Regression analysis reveals that in the OLS model, LCP has a significant negative effect on LSCP, while Loil has a significant positive effect. In the fixed effect model, LCL and IB have significant positive effects on LSCP, while in the random effect model, LCL and IB have significant negative effects. The Hausman test favors the use of the fixed effect model over the random effect model. Fixed effect and random effect models were utilized to analyze the data across years. In the results, MODWT (Haar) showed the best performance with the lowest values for RMSE, MAE, MPE, and MAPE, using 90% of the dataset. The DENFIS model used LCP, Loil, LCL, and IB as input variables, while MODWT (Haar) used LSCP as the output variable. Validating the findings with the remaining 10% of the data confirmed that MODWT-Haar-DENFIS achieved the highest forecast accuracy.

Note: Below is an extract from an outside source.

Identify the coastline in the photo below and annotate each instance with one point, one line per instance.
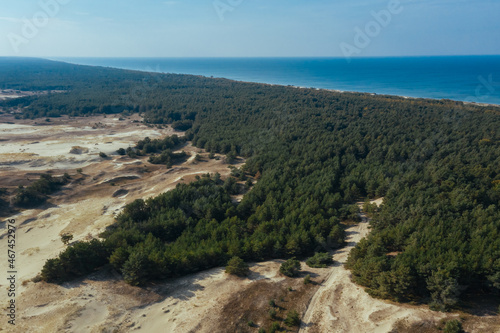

This study on improving volatility prediction of Tadawul using MODWT-Haar-DENFIS has limitations that include the use of a limited set of input variables, namely cost of living, internal bank rate, and oil prices, without considering other macroeconomic variables. Additionally, the study focuses solely on the Tadawul dataset, restricting the generalizability of the findings to other stock exchange markets. To overcome these limitations, future research should incorporate a wider range of macroeconomic variables and expand the experiments to include data from prominent stock exchange markets such as NYSE, NASDAQ, SSE, and HKSE to provide a more comprehensive understanding of stock market volatility prediction. In addition, we will include a qualitative analysis of investor behavior to further enrich our study and provide a holistic view of the factors influencing stock market volatility. By integrating qualitative insights into our modeling approach, we aim to capture the nuances of investor sentiment, emotions, and decision-making processes more effectively.